The three of us had marched in the parade with a contingent from FTM International. I volunteered to staff a security checkpoint after the parade, as part of the contingent responsibility for providing volunteers. The young man’s mother staffed the checkpoint with me. We talked during our two-hour shift, and I learned why she'd been marching with FTMI. Had I been asked earlier, I might have said she had an FTM partner or family member, and was marching as a straight ally, with her son alongside. I would not have guessed that she is indeed a straight ally – with an FTM son transitioning in middle school.

Two years ago, I was contacted by the single mother of an 8-year-old “girl” who had been insisting from the time “she” could talk that “she” was a boy. Though mom wanted to be supportive, she had always wanted a daughter and had adopted a girl to achieve that goal. Warring with her desire to allow her child the freedom of self-determination was her own desire to raise a certain type of child. I could not tell her what she wanted to hear – yes, there’s something you can do to change this – and never heard from her again after two family sessions.

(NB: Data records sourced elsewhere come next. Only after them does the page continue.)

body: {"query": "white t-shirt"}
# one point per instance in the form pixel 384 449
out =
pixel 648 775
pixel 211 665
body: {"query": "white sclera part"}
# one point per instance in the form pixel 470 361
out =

In the past year alone, I have worked with one family and met four others with children or adolescents transitioning within public school systems, in various parts of the country. This past year, I have also been contacted via e-mail by two other families in very rural America, many hundreds of miles from Portland, desperate for information. These families were not seeking any form of cure, but information about how to help their child actualize their gender identity, which did not match their bodily sex.

It seems that every passing year, the numbers of such cases I hear about increases exponentially from the preceding year. What does this mean? Are there more people who are growing up trans? Or are there more trans people growing up with supportive parents?

I can’t rule out the possibility that there actually are more trans people these days, since no one has yet determined what the etiology of trans identity is. However, I do believe that more parents are recognizing the nature of trans identity in their children (eventually) and are acting in their child’s best interests by researching how to proceed.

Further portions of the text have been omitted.